同じ場所に同じ野菜や同じ科の野菜を続けて栽培することで発生する障害を、「連作障害」といいます。根の周辺に、その野菜を好む病原菌やセンチュウが増えることが主な原因です(図)。そのほか、特定の養分の過不足、その野菜の根から出る生育阻害(アレロパシー)物質も原因となります。

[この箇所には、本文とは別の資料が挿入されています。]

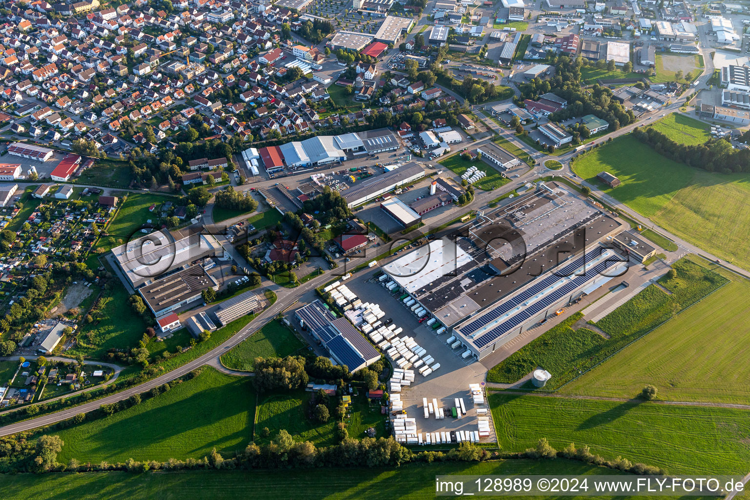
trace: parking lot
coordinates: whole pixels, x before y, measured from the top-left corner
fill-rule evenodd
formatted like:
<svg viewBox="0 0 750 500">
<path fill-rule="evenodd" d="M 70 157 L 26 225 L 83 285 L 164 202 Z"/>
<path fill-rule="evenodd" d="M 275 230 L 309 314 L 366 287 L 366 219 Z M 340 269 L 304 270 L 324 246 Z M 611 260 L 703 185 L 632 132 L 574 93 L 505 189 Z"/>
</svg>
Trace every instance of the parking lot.
<svg viewBox="0 0 750 500">
<path fill-rule="evenodd" d="M 402 388 L 400 396 L 406 415 L 416 418 L 419 433 L 476 430 L 478 415 L 470 397 L 469 385 L 480 384 L 484 386 L 487 369 L 482 364 L 471 361 L 473 357 L 470 357 L 469 361 L 462 358 L 460 355 L 461 349 L 451 349 L 446 343 L 451 335 L 449 331 L 436 335 L 436 331 L 427 326 L 426 322 L 420 323 L 416 316 L 400 300 L 400 294 L 391 294 L 374 277 L 375 273 L 374 270 L 358 275 L 356 280 L 347 281 L 346 286 L 357 296 L 367 298 L 368 301 L 380 304 L 380 309 L 386 313 L 384 319 L 392 319 L 395 324 L 404 328 L 399 337 L 413 337 L 428 354 L 434 358 L 435 362 L 440 364 L 437 370 L 426 377 L 416 373 L 414 382 Z M 425 419 L 422 407 L 424 397 L 430 402 L 433 398 L 436 398 L 439 406 L 447 408 L 455 406 L 454 398 L 464 398 L 466 413 L 462 418 L 446 415 L 446 418 L 438 420 L 434 415 L 430 415 Z M 482 439 L 482 442 L 495 441 L 494 433 L 490 438 Z"/>
</svg>

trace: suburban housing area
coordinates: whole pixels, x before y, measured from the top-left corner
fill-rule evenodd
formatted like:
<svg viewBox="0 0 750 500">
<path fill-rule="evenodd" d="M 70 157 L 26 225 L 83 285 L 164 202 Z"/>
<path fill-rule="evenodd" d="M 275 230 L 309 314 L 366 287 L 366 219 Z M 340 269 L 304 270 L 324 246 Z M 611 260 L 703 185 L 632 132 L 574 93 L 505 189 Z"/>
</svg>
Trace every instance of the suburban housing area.
<svg viewBox="0 0 750 500">
<path fill-rule="evenodd" d="M 734 499 L 748 11 L 3 2 L 2 497 Z"/>
</svg>

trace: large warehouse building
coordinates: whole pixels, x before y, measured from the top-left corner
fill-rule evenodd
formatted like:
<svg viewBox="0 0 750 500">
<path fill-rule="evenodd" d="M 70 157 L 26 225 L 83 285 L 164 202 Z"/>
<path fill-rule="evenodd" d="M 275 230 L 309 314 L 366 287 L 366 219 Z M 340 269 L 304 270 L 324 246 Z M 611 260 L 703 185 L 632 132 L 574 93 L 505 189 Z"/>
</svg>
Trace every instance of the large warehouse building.
<svg viewBox="0 0 750 500">
<path fill-rule="evenodd" d="M 396 220 L 404 229 L 411 227 L 422 222 L 422 216 L 417 214 L 411 207 L 395 196 L 388 198 L 380 204 L 386 214 Z"/>
<path fill-rule="evenodd" d="M 564 186 L 539 182 L 383 271 L 437 321 L 453 326 L 466 356 L 482 359 L 621 274 L 627 258 L 598 243 L 621 230 Z"/>
<path fill-rule="evenodd" d="M 357 331 L 346 318 L 336 319 L 320 300 L 298 309 L 295 314 L 300 325 L 308 328 L 313 337 L 328 349 L 339 364 L 349 371 L 368 367 L 380 359 L 380 353 Z"/>
<path fill-rule="evenodd" d="M 410 162 L 390 172 L 367 178 L 341 191 L 340 194 L 346 200 L 346 206 L 353 208 L 424 176 L 422 167 L 418 163 Z"/>
</svg>

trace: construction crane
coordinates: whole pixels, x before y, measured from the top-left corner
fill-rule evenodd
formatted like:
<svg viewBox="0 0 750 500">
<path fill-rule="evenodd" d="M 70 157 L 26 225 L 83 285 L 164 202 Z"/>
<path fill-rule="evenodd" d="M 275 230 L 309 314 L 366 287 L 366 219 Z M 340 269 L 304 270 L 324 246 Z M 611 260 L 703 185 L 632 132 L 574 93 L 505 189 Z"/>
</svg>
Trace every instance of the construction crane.
<svg viewBox="0 0 750 500">
<path fill-rule="evenodd" d="M 173 54 L 176 52 L 177 52 L 178 50 L 178 49 L 176 49 L 175 50 L 170 50 L 170 52 L 164 52 L 164 54 L 160 54 L 158 55 L 158 57 L 164 57 L 165 55 L 169 55 L 170 54 Z M 189 57 L 186 57 L 185 58 L 185 64 L 188 64 L 188 66 L 190 66 L 190 58 Z"/>
</svg>

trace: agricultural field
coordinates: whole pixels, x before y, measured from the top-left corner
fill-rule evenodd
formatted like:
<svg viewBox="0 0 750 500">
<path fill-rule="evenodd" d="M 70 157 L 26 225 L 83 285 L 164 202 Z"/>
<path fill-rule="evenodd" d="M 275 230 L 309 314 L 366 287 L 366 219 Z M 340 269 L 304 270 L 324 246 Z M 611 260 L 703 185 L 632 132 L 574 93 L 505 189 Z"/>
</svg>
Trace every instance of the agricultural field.
<svg viewBox="0 0 750 500">
<path fill-rule="evenodd" d="M 18 368 L 18 361 L 0 361 L 0 387 L 8 385 Z"/>
<path fill-rule="evenodd" d="M 746 474 L 750 410 L 602 401 L 491 392 L 489 403 L 505 451 L 541 438 L 561 449 L 591 447 L 608 460 L 662 467 L 671 474 Z"/>
<path fill-rule="evenodd" d="M 82 354 L 87 358 L 101 359 L 110 349 L 128 349 L 136 345 L 148 326 L 140 316 L 133 313 L 128 304 L 128 292 L 113 278 L 113 286 L 105 289 L 95 309 L 89 313 L 92 323 L 82 323 L 78 343 L 66 355 Z M 99 318 L 99 319 L 95 319 Z"/>
<path fill-rule="evenodd" d="M 559 388 L 728 282 L 687 259 L 676 262 L 673 268 L 674 279 L 659 280 L 671 295 L 650 285 L 596 323 L 610 338 L 585 327 L 573 330 L 580 319 L 580 314 L 573 315 L 494 367 L 488 381 L 513 383 L 542 367 L 553 374 L 547 388 Z"/>
<path fill-rule="evenodd" d="M 649 77 L 653 83 L 675 82 L 677 71 L 682 72 L 680 82 L 688 82 L 685 76 L 692 73 L 691 82 L 695 79 L 703 70 L 703 61 L 698 54 L 656 54 L 656 74 Z"/>
<path fill-rule="evenodd" d="M 680 113 L 670 113 L 651 125 L 675 142 L 692 145 L 703 144 L 711 139 L 711 127 Z"/>
<path fill-rule="evenodd" d="M 109 417 L 56 432 L 64 442 L 58 461 L 98 463 L 202 458 L 253 439 L 255 393 L 248 377 L 204 367 L 196 378 Z"/>
<path fill-rule="evenodd" d="M 4 478 L 5 500 L 71 499 L 100 500 L 226 500 L 252 498 L 286 500 L 290 492 L 304 491 L 304 498 L 413 500 L 435 498 L 439 475 L 569 474 L 622 475 L 573 460 L 496 460 L 467 464 L 435 463 L 398 469 L 316 469 L 279 471 L 184 471 L 178 473 L 86 472 L 82 474 L 19 474 Z M 524 497 L 529 500 L 542 498 Z M 574 500 L 577 497 L 560 497 Z M 596 497 L 585 497 L 595 499 Z M 627 497 L 622 497 L 623 499 Z M 648 497 L 638 499 L 646 500 Z M 698 498 L 698 497 L 692 497 Z"/>
<path fill-rule="evenodd" d="M 221 364 L 232 370 L 251 372 L 256 358 L 284 358 L 302 346 L 302 343 L 288 328 L 278 321 L 272 321 L 222 355 Z"/>
<path fill-rule="evenodd" d="M 256 432 L 259 433 L 257 439 L 263 440 L 260 437 L 260 433 L 263 427 L 268 427 L 271 435 L 267 439 L 273 439 L 277 431 L 285 429 L 296 441 L 309 441 L 316 446 L 335 444 L 334 430 L 336 424 L 332 411 L 335 406 L 334 398 L 328 398 L 331 418 L 325 424 L 320 424 L 308 416 L 310 399 L 313 396 L 313 393 L 304 390 L 262 395 L 255 416 Z"/>
<path fill-rule="evenodd" d="M 750 404 L 750 283 L 730 280 L 590 372 L 566 394 L 632 397 L 646 384 L 659 400 Z"/>
<path fill-rule="evenodd" d="M 457 179 L 457 181 L 458 182 L 460 181 L 461 174 L 468 170 L 469 168 L 472 166 L 476 166 L 476 168 L 480 170 L 484 170 L 487 172 L 487 176 L 482 178 L 472 185 L 484 191 L 491 191 L 494 189 L 496 189 L 497 187 L 510 182 L 510 179 L 502 177 L 500 172 L 478 158 L 476 158 L 474 160 L 464 160 L 461 158 L 460 154 L 457 153 L 452 156 L 448 157 L 447 158 L 441 158 L 438 163 L 443 166 L 450 169 L 453 173 L 458 175 L 459 178 Z"/>
<path fill-rule="evenodd" d="M 698 132 L 688 129 L 692 136 Z M 706 172 L 672 161 L 631 135 L 579 157 L 576 174 L 604 188 L 606 170 L 622 184 L 606 188 L 641 215 L 707 252 L 750 269 L 750 175 Z"/>
<path fill-rule="evenodd" d="M 167 201 L 174 202 L 175 199 L 176 199 L 172 196 L 158 194 L 129 193 L 128 198 L 122 202 L 115 218 L 106 227 L 106 231 L 110 235 L 102 236 L 99 238 L 92 251 L 103 253 L 125 243 L 134 237 L 136 232 L 147 220 L 152 220 L 156 222 L 156 220 L 159 218 L 159 213 L 157 210 L 162 203 Z M 153 212 L 148 211 L 148 207 L 154 204 L 156 204 L 157 209 Z M 140 235 L 142 236 L 142 235 Z"/>
</svg>

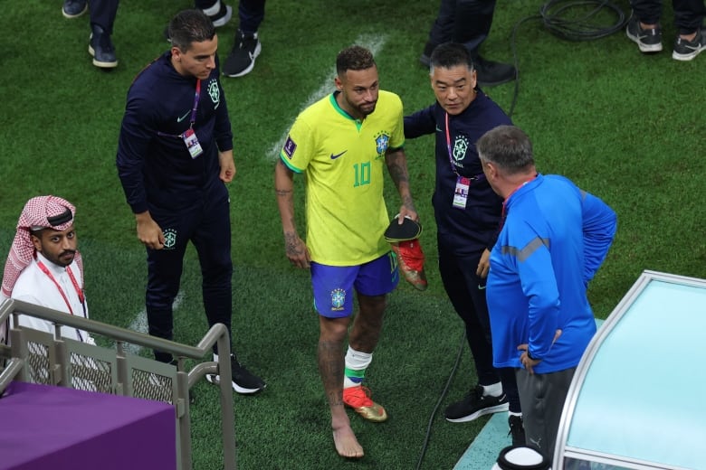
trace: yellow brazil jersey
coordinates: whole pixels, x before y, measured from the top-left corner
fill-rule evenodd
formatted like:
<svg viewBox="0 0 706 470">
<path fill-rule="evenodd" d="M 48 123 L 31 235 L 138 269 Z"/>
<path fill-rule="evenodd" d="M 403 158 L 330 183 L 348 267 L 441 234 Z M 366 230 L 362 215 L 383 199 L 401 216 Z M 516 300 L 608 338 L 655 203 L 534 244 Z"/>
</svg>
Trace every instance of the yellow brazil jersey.
<svg viewBox="0 0 706 470">
<path fill-rule="evenodd" d="M 306 243 L 314 261 L 356 266 L 390 250 L 383 238 L 385 153 L 404 143 L 402 101 L 388 91 L 379 91 L 362 121 L 341 109 L 335 94 L 299 115 L 280 157 L 306 175 Z"/>
</svg>

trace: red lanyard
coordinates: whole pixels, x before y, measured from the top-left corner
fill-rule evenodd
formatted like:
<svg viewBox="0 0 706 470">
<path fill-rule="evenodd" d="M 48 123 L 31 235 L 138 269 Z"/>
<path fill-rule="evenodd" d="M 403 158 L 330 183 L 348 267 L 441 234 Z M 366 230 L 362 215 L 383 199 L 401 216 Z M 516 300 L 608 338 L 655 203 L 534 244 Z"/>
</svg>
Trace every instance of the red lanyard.
<svg viewBox="0 0 706 470">
<path fill-rule="evenodd" d="M 449 164 L 451 164 L 451 171 L 455 173 L 456 175 L 458 175 L 458 173 L 456 172 L 456 167 L 453 164 L 453 154 L 451 152 L 451 133 L 449 132 L 449 113 L 446 113 L 446 151 L 449 153 Z"/>
<path fill-rule="evenodd" d="M 194 108 L 191 109 L 191 126 L 194 128 L 194 123 L 196 122 L 196 109 L 198 108 L 198 97 L 201 95 L 201 79 L 196 79 L 196 92 L 194 94 Z"/>
<path fill-rule="evenodd" d="M 52 279 L 52 282 L 54 283 L 54 286 L 56 286 L 56 288 L 59 289 L 59 294 L 62 295 L 62 297 L 63 297 L 63 301 L 66 302 L 66 306 L 69 307 L 69 313 L 71 315 L 73 315 L 73 309 L 72 308 L 72 304 L 69 302 L 69 297 L 66 296 L 66 294 L 64 293 L 62 287 L 59 285 L 58 282 L 56 282 L 56 279 L 52 275 L 52 272 L 47 268 L 46 266 L 44 266 L 44 263 L 43 263 L 40 260 L 37 260 L 37 266 L 40 269 L 42 269 L 42 272 L 46 274 L 50 279 Z M 72 280 L 72 284 L 73 284 L 73 288 L 76 289 L 76 294 L 79 296 L 79 301 L 81 302 L 81 306 L 83 306 L 83 316 L 86 316 L 86 304 L 85 304 L 85 297 L 83 296 L 83 290 L 79 287 L 79 283 L 76 282 L 76 277 L 73 277 L 73 273 L 72 272 L 72 268 L 68 266 L 66 267 L 66 272 L 69 274 L 69 278 Z"/>
</svg>

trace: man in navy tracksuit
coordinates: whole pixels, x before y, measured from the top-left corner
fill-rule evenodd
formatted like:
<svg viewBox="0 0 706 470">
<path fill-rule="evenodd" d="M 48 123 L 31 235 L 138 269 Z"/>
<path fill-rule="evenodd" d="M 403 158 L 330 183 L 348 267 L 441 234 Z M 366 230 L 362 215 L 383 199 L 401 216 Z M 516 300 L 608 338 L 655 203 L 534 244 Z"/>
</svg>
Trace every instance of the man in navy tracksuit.
<svg viewBox="0 0 706 470">
<path fill-rule="evenodd" d="M 449 299 L 465 324 L 478 384 L 446 409 L 446 419 L 465 422 L 510 409 L 515 444 L 524 444 L 521 410 L 510 370 L 492 365 L 485 301 L 490 250 L 495 244 L 502 200 L 485 181 L 475 142 L 510 118 L 477 85 L 466 48 L 448 42 L 431 56 L 436 103 L 405 118 L 405 136 L 436 136 L 436 219 L 439 271 Z M 508 404 L 510 406 L 508 406 Z"/>
<path fill-rule="evenodd" d="M 571 380 L 596 333 L 587 287 L 617 219 L 568 179 L 539 174 L 518 127 L 495 127 L 477 145 L 488 183 L 504 199 L 487 289 L 493 362 L 515 371 L 527 443 L 551 459 Z"/>
<path fill-rule="evenodd" d="M 173 337 L 172 304 L 189 240 L 198 253 L 209 325 L 230 332 L 230 199 L 235 174 L 233 133 L 218 80 L 218 38 L 211 20 L 186 10 L 169 24 L 172 47 L 135 79 L 128 92 L 117 165 L 147 247 L 149 334 Z M 171 354 L 155 351 L 168 362 Z M 255 393 L 264 383 L 231 355 L 233 387 Z M 206 376 L 217 381 L 218 376 Z"/>
</svg>

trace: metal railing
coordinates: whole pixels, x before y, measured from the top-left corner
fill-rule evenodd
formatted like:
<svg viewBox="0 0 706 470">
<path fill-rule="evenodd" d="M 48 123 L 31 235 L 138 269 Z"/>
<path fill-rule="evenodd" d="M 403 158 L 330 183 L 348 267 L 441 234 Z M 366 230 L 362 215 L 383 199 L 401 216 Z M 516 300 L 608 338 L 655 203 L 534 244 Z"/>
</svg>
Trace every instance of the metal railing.
<svg viewBox="0 0 706 470">
<path fill-rule="evenodd" d="M 54 334 L 18 326 L 19 315 L 52 322 Z M 188 346 L 14 299 L 0 303 L 0 324 L 8 318 L 13 319 L 8 331 L 10 346 L 0 344 L 0 364 L 5 360 L 0 372 L 0 395 L 17 380 L 171 403 L 176 420 L 177 468 L 191 470 L 188 390 L 205 374 L 218 373 L 224 469 L 237 467 L 230 335 L 223 324 L 212 326 L 196 346 Z M 62 325 L 111 339 L 115 350 L 62 338 Z M 176 365 L 130 354 L 126 352 L 126 343 L 170 352 L 176 358 Z M 185 360 L 203 359 L 214 344 L 218 362 L 201 362 L 186 372 Z"/>
</svg>

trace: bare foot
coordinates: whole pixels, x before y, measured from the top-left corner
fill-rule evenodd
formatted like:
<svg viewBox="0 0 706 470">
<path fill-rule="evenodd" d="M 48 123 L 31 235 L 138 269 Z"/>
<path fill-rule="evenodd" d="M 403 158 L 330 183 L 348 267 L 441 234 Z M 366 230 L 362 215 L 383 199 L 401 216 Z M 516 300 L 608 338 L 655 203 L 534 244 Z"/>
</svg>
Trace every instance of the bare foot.
<svg viewBox="0 0 706 470">
<path fill-rule="evenodd" d="M 349 425 L 341 426 L 333 429 L 333 443 L 336 451 L 342 457 L 360 458 L 363 456 L 363 447 L 358 443 L 356 435 Z"/>
</svg>

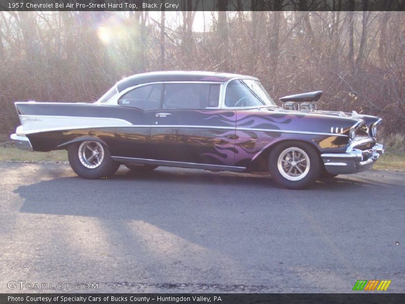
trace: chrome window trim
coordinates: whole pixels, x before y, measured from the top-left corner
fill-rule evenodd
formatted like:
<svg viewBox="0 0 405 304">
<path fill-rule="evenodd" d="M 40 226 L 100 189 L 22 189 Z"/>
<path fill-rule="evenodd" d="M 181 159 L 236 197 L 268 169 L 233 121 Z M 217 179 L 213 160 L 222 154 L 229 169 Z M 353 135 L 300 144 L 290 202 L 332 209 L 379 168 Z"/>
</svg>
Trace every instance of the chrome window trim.
<svg viewBox="0 0 405 304">
<path fill-rule="evenodd" d="M 222 91 L 223 90 L 223 86 L 224 83 L 221 82 L 217 82 L 217 81 L 157 81 L 157 82 L 153 82 L 150 83 L 145 83 L 144 84 L 140 84 L 139 85 L 137 85 L 136 86 L 133 86 L 132 87 L 129 87 L 123 90 L 120 92 L 117 92 L 113 96 L 112 96 L 111 98 L 110 98 L 107 102 L 105 103 L 103 103 L 102 104 L 113 104 L 114 105 L 119 105 L 118 103 L 118 101 L 120 97 L 122 97 L 125 94 L 128 93 L 130 91 L 132 91 L 135 89 L 137 89 L 138 88 L 140 88 L 141 87 L 144 87 L 145 86 L 149 86 L 150 85 L 156 85 L 159 84 L 212 84 L 212 85 L 220 85 L 220 94 L 219 94 L 219 100 L 218 100 L 218 106 L 216 107 L 207 107 L 204 108 L 198 108 L 198 109 L 219 109 L 220 108 L 220 106 L 221 105 L 221 98 L 222 96 Z M 158 109 L 152 109 L 152 110 L 161 110 L 164 109 L 161 108 L 160 107 Z"/>
<path fill-rule="evenodd" d="M 161 161 L 160 160 L 124 157 L 122 156 L 111 156 L 111 157 L 113 160 L 116 161 L 121 161 L 123 162 L 138 162 L 140 164 L 157 165 L 158 166 L 166 166 L 168 167 L 181 167 L 192 169 L 202 169 L 216 170 L 225 170 L 236 172 L 240 172 L 246 169 L 245 167 L 236 167 L 234 166 L 226 166 L 223 165 L 208 165 L 207 164 L 200 164 L 198 163 L 173 162 L 172 161 Z"/>
<path fill-rule="evenodd" d="M 71 119 L 105 119 L 107 120 L 113 120 L 120 121 L 126 123 L 127 125 L 132 125 L 131 122 L 120 118 L 113 118 L 111 117 L 89 117 L 87 116 L 62 116 L 58 115 L 19 115 L 20 118 L 68 118 Z"/>
</svg>

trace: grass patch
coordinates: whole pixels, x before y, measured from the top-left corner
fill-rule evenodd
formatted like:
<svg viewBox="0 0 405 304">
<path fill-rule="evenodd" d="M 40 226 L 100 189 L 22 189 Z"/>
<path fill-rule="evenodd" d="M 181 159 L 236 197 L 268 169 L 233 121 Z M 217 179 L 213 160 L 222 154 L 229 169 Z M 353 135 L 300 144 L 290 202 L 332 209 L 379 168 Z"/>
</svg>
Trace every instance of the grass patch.
<svg viewBox="0 0 405 304">
<path fill-rule="evenodd" d="M 0 161 L 64 162 L 67 161 L 67 151 L 58 150 L 49 152 L 30 152 L 20 150 L 12 146 L 0 146 Z"/>
<path fill-rule="evenodd" d="M 373 169 L 405 171 L 405 153 L 386 152 L 378 158 Z"/>
</svg>

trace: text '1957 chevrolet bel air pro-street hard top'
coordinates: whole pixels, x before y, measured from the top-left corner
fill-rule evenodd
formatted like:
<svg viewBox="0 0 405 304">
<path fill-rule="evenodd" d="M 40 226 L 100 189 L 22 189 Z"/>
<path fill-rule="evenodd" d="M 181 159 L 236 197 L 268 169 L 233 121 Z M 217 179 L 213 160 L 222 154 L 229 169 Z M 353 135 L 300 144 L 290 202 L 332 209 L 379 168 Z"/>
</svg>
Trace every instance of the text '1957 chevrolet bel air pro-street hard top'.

左図:健全な土壌では、根の周りにさまざまな種類の微生物がいる。病原菌もいるが、多様性が保たれていれば、特定の微生物だけが増えることはない。
右図:植物は、根から微生物のエサとなる物質を分泌している。連作によって、その野菜の分泌物を好む特定の病原菌が増えると、土壌病害が発生する。
〇どのように連作障害を防ぐか?
・計画的に作付けし、特定の病害虫を増やさない
連作をせず、科も考慮して計画的に作付けることが大切です。連作障害の出やすい野菜と出にくい野菜があるので、野菜ごとの休閑年数(次の作付けまで間を空ける期間)を参考に作付けするとよいでしょう(表)。
特に連作障害が発生しやすいサヤエンドウやソラマメ、ショウガ、ナス、トマトなどは、休閑期間を長くとることが必要です。

・接ぎ木苗を使う
土壌病害に抵抗性を持つ台木に接ぎ木をすると、連作ができるようになります。ウリ科の野菜は、連作するとつる割病が発生しますが、スイカはユウガオ、キュウリはカボチャを台木にして接ぎ木をすると被害を回避できます(写真1)。

・太陽熱消毒をする
太陽熱消毒は、夏季に土壌水分が十分ある状態で透明フィルムを20〜30日間被覆し、地温を30℃以上に高め、土壌中の病原菌や害虫を死滅させるものです(写真2)。処理時期は、梅雨明け後から1ヵ月間がベストですが、5月から9月の間であればある程度の効果が得られます。フィルム被覆前に、微生物のエサとなる米ぬかなどを施用すれば、防除効果が高まります。

・緑肥作物の作付け、堆肥を施用する
緑肥作物(土壌改良のため、収穫せずに土にすき込む作物のこと)の作付けや堆肥を施用することも土壌中の微生物を豊富にし、土壌病害の発生を抑制します。